CLI Commands Reference

Authentication:

multica login              # Browser-based login
multica login --token      # Token-based login for headless environments
multica auth status        # Check authentication status
multica auth logout        # Remove stored credentials

Daemon Management:

multica daemon start       # Start the agent runtime
multica daemon start --foreground  # Run in foreground
multica daemon stop        # Stop the daemon
multica daemon status      # Show status and detected agents
multica daemon logs        # View recent logs
multica daemon logs -f     # Follow logs in real-time

Issue Management:

multica issue list                    # List all issues
multica issue list --status in_progress  # Filter by status
multica issue create --title "Fix bug" --priority high
multica issue assign <id> --to "AgentName"
multica issue status <id> in_progress

Workspace Management:

multica workspace list              # List all workspaces
multica workspace watch <id>        # Watch a workspace
multica workspace get <id>          # Get workspace details

Configuration Options

The daemon supports extensive configuration via environment variables:

Variable Description Default
MULTICA_DAEMON_POLL_INTERVAL How often to check for tasks 3s
MULTICA_DAEMON_HEARTBEAT_INTERVAL Heartbeat frequency 15s
MULTICA_AGENT_TIMEOUT Maximum task duration 2h
MULTICA_DAEMON_MAX_CONCURRENT_TASKS Parallel task limit 20
MULTICA_WORKSPACES_ROOT Base directory for workspaces ~/multica_workspaces

Agent-specific overrides:

MULTICA_CLAUDE_PATH=/custom/path/claude  # Custom Claude binary
MULTICA_CLAUDE_MODEL=claude-3-opus       # Override model
MULTICA_CODEX_PATH=/custom/path/codex    # Custom Codex binary

Technology Stack

Layer Technology
Frontend Next.js 16 (App Router), React, Zustand
Backend Go (Chi router, sqlc, gorilla/websocket)
Database PostgreSQL 17 with pgvector
Agent Runtime Local daemon executing Claude Code, Codex, OpenClaw, OpenCode
Authentication JWT (HS256)
Real-Time WebSocket for live updates

The frontend uses a feature-based architecture with Zustand for state management. Each feature domain (auth, workspace, issues, inbox, realtime) has its own store, promoting clean separation of concerns.

The backend follows a handler-service pattern where HTTP handlers delegate to domain services. The TaskService orchestrates agent execution, while the WebSocket Hub manages real-time communication.

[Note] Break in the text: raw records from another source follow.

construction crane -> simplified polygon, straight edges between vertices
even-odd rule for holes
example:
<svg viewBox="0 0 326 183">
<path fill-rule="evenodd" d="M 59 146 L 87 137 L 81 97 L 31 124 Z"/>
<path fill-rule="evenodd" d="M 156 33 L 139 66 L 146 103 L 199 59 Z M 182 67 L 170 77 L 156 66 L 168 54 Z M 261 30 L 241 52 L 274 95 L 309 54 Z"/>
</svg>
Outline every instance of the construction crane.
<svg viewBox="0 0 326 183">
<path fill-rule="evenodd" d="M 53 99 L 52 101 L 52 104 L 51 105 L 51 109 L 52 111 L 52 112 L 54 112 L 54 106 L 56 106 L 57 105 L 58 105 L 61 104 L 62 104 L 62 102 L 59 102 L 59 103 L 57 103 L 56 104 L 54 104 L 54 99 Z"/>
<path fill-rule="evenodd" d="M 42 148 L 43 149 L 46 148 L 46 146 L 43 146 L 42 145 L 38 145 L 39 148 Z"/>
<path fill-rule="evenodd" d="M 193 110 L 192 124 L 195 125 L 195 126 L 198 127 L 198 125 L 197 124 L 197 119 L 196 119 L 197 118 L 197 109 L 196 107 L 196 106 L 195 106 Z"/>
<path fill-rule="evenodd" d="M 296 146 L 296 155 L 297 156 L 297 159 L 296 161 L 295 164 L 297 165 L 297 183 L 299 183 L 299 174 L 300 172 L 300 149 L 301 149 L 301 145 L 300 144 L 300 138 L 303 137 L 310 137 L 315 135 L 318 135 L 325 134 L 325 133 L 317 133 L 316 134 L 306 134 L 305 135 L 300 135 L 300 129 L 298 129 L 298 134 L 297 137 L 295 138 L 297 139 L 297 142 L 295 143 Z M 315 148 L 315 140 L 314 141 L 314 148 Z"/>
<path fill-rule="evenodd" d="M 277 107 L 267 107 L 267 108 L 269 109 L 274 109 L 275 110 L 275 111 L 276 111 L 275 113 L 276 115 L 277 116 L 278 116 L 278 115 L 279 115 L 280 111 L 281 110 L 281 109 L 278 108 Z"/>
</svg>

Development and Contributing

For contributors working on the Multica codebase:

Prerequisites:

  • Node.js v20+
  • pnpm v10.28+
  • Go v1.26+
  • Docker

Development Setup:

make dev

This single command auto-detects your environment, creates configuration, installs dependencies, sets up the database, runs migrations, and starts all services.

Key Commands:

make setup        # First-time setup
make start         # Start backend + frontend
make test          # Run all tests
make check         # Full verification pipeline
pnpm typecheck     # TypeScript check
pnpm test          # Frontend unit tests
make test          # Go tests

See CONTRIBUTING.md for the full development workflow, worktree support, testing, and troubleshooting.

Conclusion

Multica represents a significant step forward in how teams can leverage AI coding agents. By treating agents as first-class team members with proper task management, progress tracking, and skill reuse, it transforms one-off AI interactions into sustained, productive collaboration.

The open-source nature of Multica means teams can self-host with full control over their data, while the cloud offering provides a zero-setup option for those who prefer managed infrastructure. The support for multiple agent CLIs (Claude Code, Codex, OpenClaw, OpenCode) ensures flexibility in choosing the right agent for each task.

Whether you’re a small team looking to augment your development capacity or an organization building AI-native workflows, Multica provides the infrastructure to make coding agents true teammates.